立石寺
7月19日
「じゃー俺は蔵王回って行くから! また!」
昨日の泉さんお手製の朝ご飯もご馳走していただいた後、彼のハイエースは13号線に消えていった。
まじめに撮った。
劈掛拳の練習をしていると、朝っぱらから強い日差しが降り注いでくる。今日はあの長階段で有名な立石寺だというのに。大丈夫か…?
天童から山寺へはさほど時間をかけずに行ける。山に向かって走り続けると、やがて穏やかな河が顔を出し、その周囲に観光客向けの店舗が多数現れる。
泳ぎたい。
今日は日曜日だ。観光客でごったがえさない内に、さっさと登ってしまおう。
長羽織はバイクに置いておき、開店準備で忙しい街道を早歩きで抜ける。
山のふもとにある根本中堂にて御朱印帖をいただいて、登山道入り口へ。
途中にある日枝神社の茶屋にて、旅人と知るや「がんばって」と声をかけていただいた。「なんか買ってく?」とか言われずただ応援されたのが妙に嬉しかったので、下りてきたらまた寄ろう。
登山道入り口。地味に300円かかる
「お荷物預かりましょうか」とご提案いただいたが、こちとらずっとこれを背負って歩いている訳で。手放したら負けな気がしたので遠慮した。

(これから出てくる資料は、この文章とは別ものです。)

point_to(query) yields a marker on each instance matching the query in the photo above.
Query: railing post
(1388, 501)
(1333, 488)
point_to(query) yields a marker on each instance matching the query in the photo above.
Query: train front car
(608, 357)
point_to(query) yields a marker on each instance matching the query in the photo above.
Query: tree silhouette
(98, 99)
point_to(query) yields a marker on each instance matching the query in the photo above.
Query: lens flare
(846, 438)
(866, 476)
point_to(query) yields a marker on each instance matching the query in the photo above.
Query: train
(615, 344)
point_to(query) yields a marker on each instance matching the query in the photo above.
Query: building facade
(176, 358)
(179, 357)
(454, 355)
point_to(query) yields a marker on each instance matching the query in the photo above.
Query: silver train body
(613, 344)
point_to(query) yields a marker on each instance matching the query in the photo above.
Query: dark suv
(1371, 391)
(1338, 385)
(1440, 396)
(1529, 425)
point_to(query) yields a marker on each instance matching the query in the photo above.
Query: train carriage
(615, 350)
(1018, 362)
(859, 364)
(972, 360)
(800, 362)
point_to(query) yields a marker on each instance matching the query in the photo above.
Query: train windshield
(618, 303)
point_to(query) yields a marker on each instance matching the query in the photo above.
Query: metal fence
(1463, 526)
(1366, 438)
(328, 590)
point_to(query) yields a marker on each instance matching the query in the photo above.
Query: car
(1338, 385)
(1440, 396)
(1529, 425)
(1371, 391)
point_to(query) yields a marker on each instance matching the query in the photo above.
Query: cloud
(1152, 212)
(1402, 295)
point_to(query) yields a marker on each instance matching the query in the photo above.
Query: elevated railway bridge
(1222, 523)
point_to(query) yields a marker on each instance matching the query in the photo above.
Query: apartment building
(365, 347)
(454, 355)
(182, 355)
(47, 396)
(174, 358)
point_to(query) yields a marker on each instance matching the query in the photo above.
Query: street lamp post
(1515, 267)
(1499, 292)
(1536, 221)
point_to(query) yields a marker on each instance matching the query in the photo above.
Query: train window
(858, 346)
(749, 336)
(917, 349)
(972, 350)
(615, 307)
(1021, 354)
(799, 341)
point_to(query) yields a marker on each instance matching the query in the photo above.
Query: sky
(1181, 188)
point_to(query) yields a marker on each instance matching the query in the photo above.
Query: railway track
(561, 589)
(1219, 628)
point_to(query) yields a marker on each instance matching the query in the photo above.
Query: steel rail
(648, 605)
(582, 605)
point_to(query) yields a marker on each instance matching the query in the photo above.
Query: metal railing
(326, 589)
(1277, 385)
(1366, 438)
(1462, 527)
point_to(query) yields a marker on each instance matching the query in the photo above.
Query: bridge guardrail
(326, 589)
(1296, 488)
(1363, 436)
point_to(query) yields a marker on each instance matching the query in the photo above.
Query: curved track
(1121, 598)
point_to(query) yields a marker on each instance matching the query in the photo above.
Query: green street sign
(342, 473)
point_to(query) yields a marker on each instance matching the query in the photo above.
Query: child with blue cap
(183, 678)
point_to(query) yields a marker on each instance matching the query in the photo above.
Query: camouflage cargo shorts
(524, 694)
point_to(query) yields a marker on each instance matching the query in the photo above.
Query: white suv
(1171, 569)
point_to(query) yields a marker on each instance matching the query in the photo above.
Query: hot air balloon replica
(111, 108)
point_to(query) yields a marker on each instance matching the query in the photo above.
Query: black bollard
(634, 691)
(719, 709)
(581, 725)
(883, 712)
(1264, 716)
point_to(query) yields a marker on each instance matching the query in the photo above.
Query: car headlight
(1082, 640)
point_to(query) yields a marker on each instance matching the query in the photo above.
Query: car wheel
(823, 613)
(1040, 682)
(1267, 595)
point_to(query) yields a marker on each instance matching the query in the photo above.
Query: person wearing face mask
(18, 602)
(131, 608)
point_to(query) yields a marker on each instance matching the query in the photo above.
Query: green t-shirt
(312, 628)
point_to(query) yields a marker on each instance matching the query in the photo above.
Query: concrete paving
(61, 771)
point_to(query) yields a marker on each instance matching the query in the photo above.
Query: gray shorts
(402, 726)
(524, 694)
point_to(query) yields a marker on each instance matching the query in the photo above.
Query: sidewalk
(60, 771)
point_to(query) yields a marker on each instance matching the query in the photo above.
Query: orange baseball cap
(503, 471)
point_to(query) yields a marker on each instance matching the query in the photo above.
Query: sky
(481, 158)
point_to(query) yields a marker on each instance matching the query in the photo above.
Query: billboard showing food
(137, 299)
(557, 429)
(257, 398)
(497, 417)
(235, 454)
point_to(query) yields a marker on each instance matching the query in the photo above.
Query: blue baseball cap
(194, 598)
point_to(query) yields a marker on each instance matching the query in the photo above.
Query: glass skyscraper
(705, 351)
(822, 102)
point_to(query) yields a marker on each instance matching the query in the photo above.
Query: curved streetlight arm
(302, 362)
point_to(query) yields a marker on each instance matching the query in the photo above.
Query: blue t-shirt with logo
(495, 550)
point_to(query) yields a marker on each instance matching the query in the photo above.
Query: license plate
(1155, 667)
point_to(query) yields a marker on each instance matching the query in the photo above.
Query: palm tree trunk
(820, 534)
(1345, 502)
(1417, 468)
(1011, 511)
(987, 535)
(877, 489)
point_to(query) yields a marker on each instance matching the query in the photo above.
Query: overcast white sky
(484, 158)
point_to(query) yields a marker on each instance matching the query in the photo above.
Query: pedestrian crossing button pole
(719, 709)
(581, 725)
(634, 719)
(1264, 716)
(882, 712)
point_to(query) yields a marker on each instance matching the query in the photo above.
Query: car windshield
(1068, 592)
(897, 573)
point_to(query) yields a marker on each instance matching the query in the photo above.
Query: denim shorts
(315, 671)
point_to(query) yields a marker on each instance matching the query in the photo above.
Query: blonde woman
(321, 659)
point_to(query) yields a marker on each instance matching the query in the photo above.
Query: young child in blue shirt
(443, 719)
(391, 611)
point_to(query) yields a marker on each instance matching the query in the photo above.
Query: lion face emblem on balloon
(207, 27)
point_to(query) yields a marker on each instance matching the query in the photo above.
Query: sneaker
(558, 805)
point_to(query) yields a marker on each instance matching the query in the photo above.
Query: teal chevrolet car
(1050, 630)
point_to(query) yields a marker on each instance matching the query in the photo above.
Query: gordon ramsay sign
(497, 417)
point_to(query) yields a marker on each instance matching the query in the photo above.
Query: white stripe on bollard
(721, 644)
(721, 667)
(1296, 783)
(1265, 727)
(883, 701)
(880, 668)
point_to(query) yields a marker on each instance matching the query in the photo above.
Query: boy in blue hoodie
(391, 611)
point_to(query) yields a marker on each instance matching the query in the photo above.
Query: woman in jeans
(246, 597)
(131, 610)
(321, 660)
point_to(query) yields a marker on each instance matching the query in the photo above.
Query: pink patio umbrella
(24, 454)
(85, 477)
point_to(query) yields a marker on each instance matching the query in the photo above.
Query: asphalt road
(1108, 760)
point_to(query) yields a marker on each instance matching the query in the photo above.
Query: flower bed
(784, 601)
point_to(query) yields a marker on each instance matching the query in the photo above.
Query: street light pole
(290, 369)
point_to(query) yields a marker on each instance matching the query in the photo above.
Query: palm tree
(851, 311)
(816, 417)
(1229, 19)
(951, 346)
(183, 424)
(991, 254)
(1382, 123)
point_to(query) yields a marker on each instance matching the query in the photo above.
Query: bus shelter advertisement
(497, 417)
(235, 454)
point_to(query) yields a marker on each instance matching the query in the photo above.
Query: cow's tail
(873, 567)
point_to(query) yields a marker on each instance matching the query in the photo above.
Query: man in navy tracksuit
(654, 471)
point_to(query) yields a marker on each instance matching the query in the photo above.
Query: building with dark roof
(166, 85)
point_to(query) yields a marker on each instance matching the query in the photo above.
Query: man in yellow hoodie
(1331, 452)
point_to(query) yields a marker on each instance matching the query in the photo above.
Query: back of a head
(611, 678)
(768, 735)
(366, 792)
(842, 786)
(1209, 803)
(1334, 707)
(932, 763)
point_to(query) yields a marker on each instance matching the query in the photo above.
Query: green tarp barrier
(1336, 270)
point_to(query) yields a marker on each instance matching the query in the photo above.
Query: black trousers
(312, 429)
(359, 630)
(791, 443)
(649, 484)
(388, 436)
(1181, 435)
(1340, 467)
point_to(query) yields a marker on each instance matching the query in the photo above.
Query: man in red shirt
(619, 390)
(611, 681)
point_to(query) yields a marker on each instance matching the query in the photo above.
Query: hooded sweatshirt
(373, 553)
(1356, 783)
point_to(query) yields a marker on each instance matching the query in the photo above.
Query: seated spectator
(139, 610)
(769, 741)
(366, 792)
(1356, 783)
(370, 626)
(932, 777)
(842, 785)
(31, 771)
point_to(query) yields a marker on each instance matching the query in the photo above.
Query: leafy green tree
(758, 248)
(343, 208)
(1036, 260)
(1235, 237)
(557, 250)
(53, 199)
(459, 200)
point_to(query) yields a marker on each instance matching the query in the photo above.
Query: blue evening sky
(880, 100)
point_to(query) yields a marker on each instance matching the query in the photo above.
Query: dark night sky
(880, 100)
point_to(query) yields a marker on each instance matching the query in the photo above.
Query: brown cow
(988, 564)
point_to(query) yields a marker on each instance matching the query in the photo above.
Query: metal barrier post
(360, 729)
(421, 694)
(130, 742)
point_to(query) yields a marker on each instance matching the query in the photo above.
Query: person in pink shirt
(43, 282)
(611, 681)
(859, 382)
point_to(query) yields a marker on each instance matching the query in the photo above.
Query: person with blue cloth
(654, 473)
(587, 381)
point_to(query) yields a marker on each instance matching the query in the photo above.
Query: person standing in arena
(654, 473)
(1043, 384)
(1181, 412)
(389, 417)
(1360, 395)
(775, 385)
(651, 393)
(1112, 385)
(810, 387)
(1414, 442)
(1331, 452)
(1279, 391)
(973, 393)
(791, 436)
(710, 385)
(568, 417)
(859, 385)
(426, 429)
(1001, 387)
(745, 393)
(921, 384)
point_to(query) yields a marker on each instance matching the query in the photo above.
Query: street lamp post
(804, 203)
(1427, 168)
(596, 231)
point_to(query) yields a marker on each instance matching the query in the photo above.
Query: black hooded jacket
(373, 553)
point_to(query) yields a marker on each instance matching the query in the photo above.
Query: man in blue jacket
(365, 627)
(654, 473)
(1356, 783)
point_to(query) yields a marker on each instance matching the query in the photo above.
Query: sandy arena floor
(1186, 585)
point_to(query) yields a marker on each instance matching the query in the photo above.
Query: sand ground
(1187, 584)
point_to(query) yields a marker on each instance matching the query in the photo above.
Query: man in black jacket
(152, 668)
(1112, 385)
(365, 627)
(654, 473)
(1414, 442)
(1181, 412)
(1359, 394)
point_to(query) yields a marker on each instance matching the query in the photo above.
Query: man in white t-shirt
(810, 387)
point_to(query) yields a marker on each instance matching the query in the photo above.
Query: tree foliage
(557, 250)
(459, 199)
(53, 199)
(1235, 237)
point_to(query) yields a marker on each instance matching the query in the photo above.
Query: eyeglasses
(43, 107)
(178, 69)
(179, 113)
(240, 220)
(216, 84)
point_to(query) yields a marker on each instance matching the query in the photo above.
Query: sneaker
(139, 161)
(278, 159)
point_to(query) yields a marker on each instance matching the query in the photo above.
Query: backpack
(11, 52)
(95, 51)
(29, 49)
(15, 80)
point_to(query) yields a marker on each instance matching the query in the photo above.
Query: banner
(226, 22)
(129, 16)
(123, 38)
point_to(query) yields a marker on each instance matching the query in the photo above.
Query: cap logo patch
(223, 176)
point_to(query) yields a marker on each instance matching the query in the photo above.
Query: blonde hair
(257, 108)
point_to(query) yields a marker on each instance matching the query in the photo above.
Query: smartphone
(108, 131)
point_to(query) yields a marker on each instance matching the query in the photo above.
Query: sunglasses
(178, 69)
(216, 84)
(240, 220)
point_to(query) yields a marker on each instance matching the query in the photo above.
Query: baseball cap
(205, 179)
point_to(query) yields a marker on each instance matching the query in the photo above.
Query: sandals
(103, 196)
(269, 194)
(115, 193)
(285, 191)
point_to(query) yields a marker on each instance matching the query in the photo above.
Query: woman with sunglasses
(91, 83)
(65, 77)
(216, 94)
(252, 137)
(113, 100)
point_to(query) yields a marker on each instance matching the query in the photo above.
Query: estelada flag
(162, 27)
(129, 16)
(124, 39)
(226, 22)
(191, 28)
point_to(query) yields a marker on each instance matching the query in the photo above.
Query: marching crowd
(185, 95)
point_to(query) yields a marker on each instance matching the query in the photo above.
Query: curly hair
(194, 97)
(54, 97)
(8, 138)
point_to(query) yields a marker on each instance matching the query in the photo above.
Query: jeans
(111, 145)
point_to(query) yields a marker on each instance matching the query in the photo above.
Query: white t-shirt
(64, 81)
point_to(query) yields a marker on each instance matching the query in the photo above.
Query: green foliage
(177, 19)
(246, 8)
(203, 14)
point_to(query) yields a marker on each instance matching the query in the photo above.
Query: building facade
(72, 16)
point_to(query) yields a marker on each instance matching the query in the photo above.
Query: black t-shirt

入り口からしばらくは、比較的傾斜が穏やか。頭上を数多の草木が覆っていることもあり、歩は快調に進んだ。「これぐらいなら、街歩きしてるときよりラクだな…。」
閑かさや 岩にしみ入る 蝉の声
で有名な芭蕉の句をしたためた短冊が埋まっている、せみ塚あたりにて「こっから傾斜がキツいのよ」なんて他の登山者の声が聞こえてくる。確かにそうだが、まだ許容範囲内だ。
ちなみに芭蕉と弟子の曽良が登ったのは夕刻とのことで、おくのほそ道によると”土石老いて苔滑らかに、岩上の院々扉を閉ぢて物の音聞こえず—"とのことで、まぁ句にあるように静かだったそうである。
だが今は…。正直、観光客の皆さんで騒々しい。
奥の院までの八百余段は修行者の参道といわれ、ここを開山した慈覚大師の足跡を先祖、そして子孫も踏んでいくことから、親子道とか子孫道とも呼ばれているらしい。
石段を一つ、また二つと登るたび煩悩が消えるそうだが、今の私の煩悩は…。
「人のいない写真を撮りたい」
私もまた観光客の一人なので我儘極まりないのだが、それでもいつも一人で各地をほっつき歩いている身としては、正直鬱陶しく感じてしまうのだった。
仁王門を抜けると、草の笠がなくなり太陽が一挙に背中を炙り出す。その熱と急を増す階段のおかげで、さすがに息が上がってきた。だが足を止めるほどではない。
登山開始から約20分後。宝珠山立石寺奥の院へと到着した。
顔をつたう汗に目を細めながら、振り返って見える景色に感嘆する。
「階段だけでけっこう高くまで来れるもんだねぇ…。」
もう少し上にある五大堂に行けば壮大な展望が見られる、と看板が言っているので、もう少しだけ脚を働かせる。
おお、これは確かに…。来た甲斐があるな。
岩肌から張り出た木造の小屋から、山寺一帯が見渡せる。
“どれ、せっかくだから記念写真を…。”と三脚を設置し始めると、いち早く来て撮影していたカップルがそわそわしている。だから、
「あっまだ時間かかるので、どうぞどうぞ。」
…その譲り合い精神が、えらい状況を招いてしまった。
けっこうそのカップル、撮影に時間がかかる。「…不慣れなのか?」
こちらはもうとっくにセットアップ完了なのだが。ふと下を見ると、後続の観光客たちがぞろぞろと……。ああ、これはヤバイやつや。
あっという間に人混みになる小屋の中。コロナがみんな恐くねーのか。
終いにはシートを敷いて座る老人まで現れて、場はちょっとした混迷を極めていた。
“あの時…、あの時、あんなことを言わなければっ………!!”
私の煩悩は、800段の石段では消せなかったようである。
~~
30分粘って、なんだかな写真を撮って下山する。
べつに普段だったら急いでいるわけでもないのでいいのだが、今日は訳が違った。もう一ヶ所、行きたい場所があったので心中穏やかではない。
「正直、そこまで疲れなかったし…。心中は清々しいとは言えないし……。やはり、もう一歩きしないと気が済まんね。」
こちらの立石寺は余興。私らしい修行はここから始まるのだった。